The first computer program I wrote was in 4th grade in 1989. My teacher, Mr. Strictland, had set up a row of twelve computers in the hallway and my class of twenty four students lined up, walked single file outside our classroom, and were told to sit down in pairs in front of one of the computers. I’m pretty sure they were Commodore 64s: I remember chunky beige keyboards, an ugly colored CRT, and big block full caps letters. Every computer had the same thing on the screen: a big black rectangle on the left with a blinking white rectangle and another empty black rectangle on the right.

I sat down with a friend and there was a piece of paper next to the keyboard with some instructions. It told us to use the keyboard to enter the text on the paper worksheet, exactly as it was listed on the worksheet. We pecked one symbol a time, verifying our transcription. It was an incomprehensibly boring task: P U T 1 2 , 6 <ENTER>, P U T 13, 6 <ENTER>. Every keystroke was reflected on the screen, until after about 15 minutes, we had a huge column of text, the same word “PUT”, over and over, each with a different pair of numbers. I wanted to make sure we’d entered everything correctly, so I read out each line and had my partner check it against the worksheet.

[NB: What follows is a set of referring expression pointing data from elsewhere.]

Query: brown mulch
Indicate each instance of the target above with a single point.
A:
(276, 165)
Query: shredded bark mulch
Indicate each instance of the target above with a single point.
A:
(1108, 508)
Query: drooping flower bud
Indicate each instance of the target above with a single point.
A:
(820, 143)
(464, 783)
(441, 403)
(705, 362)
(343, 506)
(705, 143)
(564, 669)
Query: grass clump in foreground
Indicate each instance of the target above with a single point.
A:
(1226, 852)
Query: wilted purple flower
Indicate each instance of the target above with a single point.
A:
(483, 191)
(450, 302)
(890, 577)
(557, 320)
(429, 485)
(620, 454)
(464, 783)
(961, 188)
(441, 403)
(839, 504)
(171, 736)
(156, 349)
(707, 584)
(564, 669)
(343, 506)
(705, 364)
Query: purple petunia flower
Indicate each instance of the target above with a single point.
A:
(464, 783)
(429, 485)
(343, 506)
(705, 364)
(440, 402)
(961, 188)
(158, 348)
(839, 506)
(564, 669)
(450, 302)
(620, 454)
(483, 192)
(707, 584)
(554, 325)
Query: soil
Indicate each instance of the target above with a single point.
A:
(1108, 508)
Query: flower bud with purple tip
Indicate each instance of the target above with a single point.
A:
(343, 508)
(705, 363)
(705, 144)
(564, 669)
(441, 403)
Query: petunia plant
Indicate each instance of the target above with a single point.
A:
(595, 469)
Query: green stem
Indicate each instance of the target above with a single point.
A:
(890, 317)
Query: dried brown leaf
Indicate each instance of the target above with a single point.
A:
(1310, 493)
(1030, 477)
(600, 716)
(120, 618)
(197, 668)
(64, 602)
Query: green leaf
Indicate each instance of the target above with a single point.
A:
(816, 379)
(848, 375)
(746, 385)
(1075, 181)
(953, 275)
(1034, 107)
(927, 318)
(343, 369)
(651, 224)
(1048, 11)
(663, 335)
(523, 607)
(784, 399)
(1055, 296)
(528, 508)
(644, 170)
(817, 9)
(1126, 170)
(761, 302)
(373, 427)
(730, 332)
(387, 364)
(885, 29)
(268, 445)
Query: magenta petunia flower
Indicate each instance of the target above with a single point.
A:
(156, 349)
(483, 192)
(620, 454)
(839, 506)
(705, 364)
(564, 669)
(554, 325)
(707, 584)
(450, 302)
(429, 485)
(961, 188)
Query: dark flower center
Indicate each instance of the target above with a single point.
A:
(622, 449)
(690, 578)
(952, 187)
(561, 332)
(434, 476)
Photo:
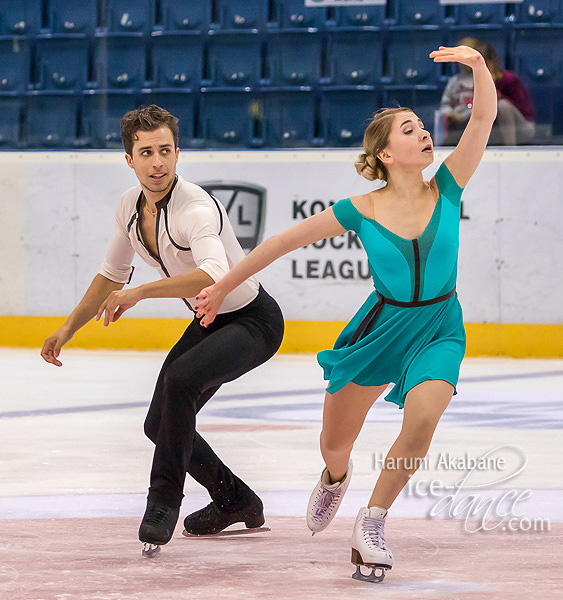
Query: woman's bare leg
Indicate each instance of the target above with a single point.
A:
(343, 416)
(424, 406)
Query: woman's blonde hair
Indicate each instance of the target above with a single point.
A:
(376, 138)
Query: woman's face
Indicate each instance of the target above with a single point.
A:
(409, 143)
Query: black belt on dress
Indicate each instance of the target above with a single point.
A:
(372, 315)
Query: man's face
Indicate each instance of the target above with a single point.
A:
(154, 160)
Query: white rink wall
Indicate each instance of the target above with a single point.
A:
(57, 211)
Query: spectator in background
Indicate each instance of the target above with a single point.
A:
(515, 121)
(515, 112)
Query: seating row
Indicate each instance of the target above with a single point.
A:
(124, 16)
(282, 59)
(221, 118)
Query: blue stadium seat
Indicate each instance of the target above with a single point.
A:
(10, 119)
(176, 60)
(119, 61)
(127, 16)
(408, 62)
(62, 62)
(179, 15)
(540, 12)
(229, 118)
(418, 13)
(51, 119)
(181, 103)
(346, 112)
(234, 59)
(354, 57)
(538, 54)
(482, 15)
(422, 100)
(242, 14)
(72, 16)
(20, 17)
(101, 117)
(289, 118)
(290, 14)
(558, 114)
(360, 16)
(293, 58)
(14, 65)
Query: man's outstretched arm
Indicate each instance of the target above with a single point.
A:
(100, 288)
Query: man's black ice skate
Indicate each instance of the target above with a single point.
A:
(211, 520)
(157, 526)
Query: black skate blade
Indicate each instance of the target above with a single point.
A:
(370, 577)
(150, 550)
(228, 532)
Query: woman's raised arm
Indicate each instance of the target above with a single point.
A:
(463, 161)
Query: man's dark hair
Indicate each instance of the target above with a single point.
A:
(146, 118)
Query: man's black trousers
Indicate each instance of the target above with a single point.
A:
(196, 367)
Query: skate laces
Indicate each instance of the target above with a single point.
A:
(372, 528)
(327, 498)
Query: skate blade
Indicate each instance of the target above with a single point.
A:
(370, 577)
(150, 550)
(228, 532)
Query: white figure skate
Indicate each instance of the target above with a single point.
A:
(368, 545)
(325, 500)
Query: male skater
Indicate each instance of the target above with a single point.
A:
(176, 227)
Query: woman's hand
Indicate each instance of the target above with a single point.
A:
(117, 303)
(209, 302)
(461, 54)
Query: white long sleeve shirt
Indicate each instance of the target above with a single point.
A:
(193, 231)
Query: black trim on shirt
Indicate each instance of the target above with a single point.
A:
(220, 213)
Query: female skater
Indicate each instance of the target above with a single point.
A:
(410, 329)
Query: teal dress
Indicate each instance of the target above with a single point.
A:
(410, 329)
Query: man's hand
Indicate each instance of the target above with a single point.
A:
(117, 303)
(52, 346)
(209, 302)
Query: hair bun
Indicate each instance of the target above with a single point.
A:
(365, 167)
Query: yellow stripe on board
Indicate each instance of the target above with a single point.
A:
(483, 339)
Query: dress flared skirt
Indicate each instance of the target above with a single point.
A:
(405, 346)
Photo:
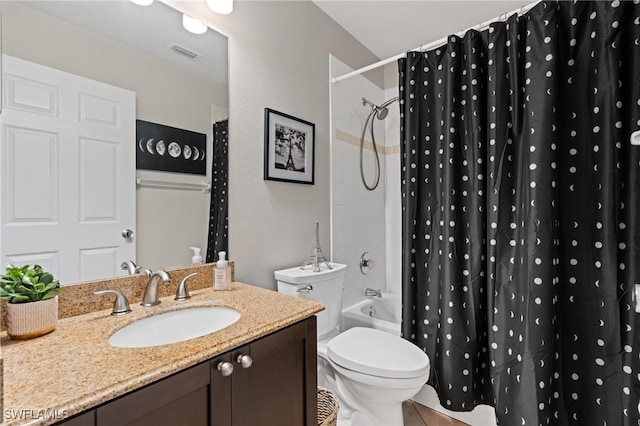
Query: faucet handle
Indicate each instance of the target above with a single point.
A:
(131, 267)
(120, 305)
(182, 293)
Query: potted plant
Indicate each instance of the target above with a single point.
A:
(32, 296)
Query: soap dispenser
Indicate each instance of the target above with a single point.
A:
(222, 273)
(196, 259)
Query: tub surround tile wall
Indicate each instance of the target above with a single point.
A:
(78, 299)
(393, 199)
(357, 215)
(346, 137)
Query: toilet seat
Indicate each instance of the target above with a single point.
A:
(377, 353)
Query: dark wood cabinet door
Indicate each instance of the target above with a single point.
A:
(179, 400)
(280, 386)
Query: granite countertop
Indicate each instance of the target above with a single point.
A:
(74, 368)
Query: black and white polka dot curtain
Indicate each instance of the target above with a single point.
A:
(218, 219)
(521, 214)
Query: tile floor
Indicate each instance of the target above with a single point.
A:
(418, 415)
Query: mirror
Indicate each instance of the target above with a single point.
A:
(145, 50)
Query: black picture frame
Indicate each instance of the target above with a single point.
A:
(169, 149)
(289, 148)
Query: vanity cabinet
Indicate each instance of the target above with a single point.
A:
(276, 386)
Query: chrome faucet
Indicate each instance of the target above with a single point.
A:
(130, 266)
(182, 293)
(150, 297)
(371, 292)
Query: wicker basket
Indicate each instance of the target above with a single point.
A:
(327, 408)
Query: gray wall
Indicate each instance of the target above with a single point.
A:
(279, 58)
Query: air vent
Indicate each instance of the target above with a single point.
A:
(184, 51)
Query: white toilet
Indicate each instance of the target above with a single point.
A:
(371, 371)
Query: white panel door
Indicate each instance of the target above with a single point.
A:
(67, 178)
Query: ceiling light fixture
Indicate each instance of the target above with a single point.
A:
(193, 25)
(142, 2)
(224, 7)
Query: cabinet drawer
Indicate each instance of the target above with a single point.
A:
(181, 399)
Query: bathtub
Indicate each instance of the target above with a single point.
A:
(381, 313)
(385, 314)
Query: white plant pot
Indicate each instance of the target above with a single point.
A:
(29, 320)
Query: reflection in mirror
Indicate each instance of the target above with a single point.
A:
(103, 64)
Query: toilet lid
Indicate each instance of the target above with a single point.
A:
(377, 353)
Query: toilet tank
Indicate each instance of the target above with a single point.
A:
(324, 287)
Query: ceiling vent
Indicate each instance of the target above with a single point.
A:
(184, 51)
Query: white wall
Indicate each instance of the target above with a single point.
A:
(279, 58)
(168, 221)
(358, 215)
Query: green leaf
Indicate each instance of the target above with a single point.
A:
(50, 295)
(20, 299)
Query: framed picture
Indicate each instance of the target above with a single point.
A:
(289, 147)
(169, 149)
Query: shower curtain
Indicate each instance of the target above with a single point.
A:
(218, 218)
(521, 221)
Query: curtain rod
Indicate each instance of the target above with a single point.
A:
(434, 44)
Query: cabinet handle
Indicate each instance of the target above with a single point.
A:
(245, 361)
(225, 368)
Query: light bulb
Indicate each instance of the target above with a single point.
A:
(223, 7)
(193, 25)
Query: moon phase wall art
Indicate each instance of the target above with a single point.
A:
(169, 149)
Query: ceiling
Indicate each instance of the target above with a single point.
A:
(391, 27)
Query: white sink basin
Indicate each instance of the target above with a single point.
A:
(173, 327)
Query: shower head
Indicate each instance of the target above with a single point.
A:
(381, 111)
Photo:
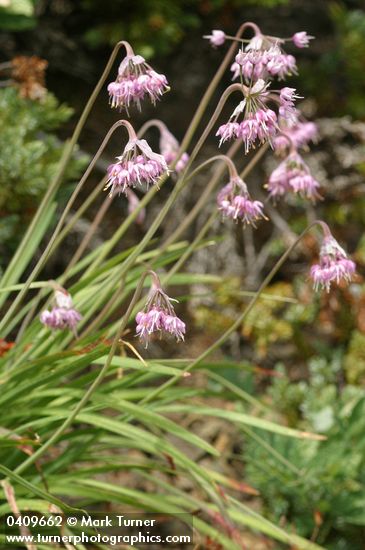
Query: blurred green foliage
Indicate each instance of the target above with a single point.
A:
(315, 488)
(30, 152)
(341, 65)
(17, 15)
(155, 27)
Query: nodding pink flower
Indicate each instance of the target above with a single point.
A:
(234, 202)
(169, 147)
(133, 203)
(135, 81)
(333, 266)
(158, 316)
(137, 165)
(217, 38)
(259, 122)
(263, 58)
(62, 315)
(301, 39)
(293, 176)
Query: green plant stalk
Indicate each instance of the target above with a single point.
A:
(210, 91)
(218, 343)
(57, 180)
(114, 300)
(39, 452)
(183, 147)
(195, 211)
(112, 303)
(180, 183)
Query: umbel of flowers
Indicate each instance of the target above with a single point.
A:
(158, 316)
(333, 266)
(264, 115)
(136, 166)
(63, 315)
(135, 81)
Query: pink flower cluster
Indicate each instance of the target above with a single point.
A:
(62, 315)
(255, 64)
(258, 126)
(137, 165)
(135, 81)
(159, 317)
(169, 147)
(260, 123)
(234, 202)
(293, 176)
(333, 266)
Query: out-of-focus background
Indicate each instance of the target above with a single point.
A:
(308, 350)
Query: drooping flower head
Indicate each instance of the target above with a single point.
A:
(217, 38)
(169, 147)
(136, 80)
(158, 316)
(137, 165)
(260, 123)
(234, 201)
(63, 315)
(293, 176)
(333, 266)
(263, 58)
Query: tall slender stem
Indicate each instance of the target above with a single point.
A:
(57, 180)
(48, 250)
(237, 322)
(39, 452)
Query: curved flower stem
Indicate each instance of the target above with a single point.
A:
(203, 231)
(56, 181)
(35, 301)
(238, 321)
(90, 232)
(49, 248)
(166, 207)
(153, 122)
(113, 302)
(39, 452)
(201, 202)
(209, 92)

The last instruction on the worksheet said to press a special key — I think it was a function key— and then see what appeared. We pressed it and a white duck appeared in the black rectangle. A duck! We’d thought we were doing some strange math problem, but we’d been drawing a duck the entire time! This shocking revelation quickly spread throughout the class, with everyone behind on transcription racing ahead to make their own duck, and with those of us who had our duck tinkering with the numbers we’d entered, slowly transforming our ducks into incoherent pixel art.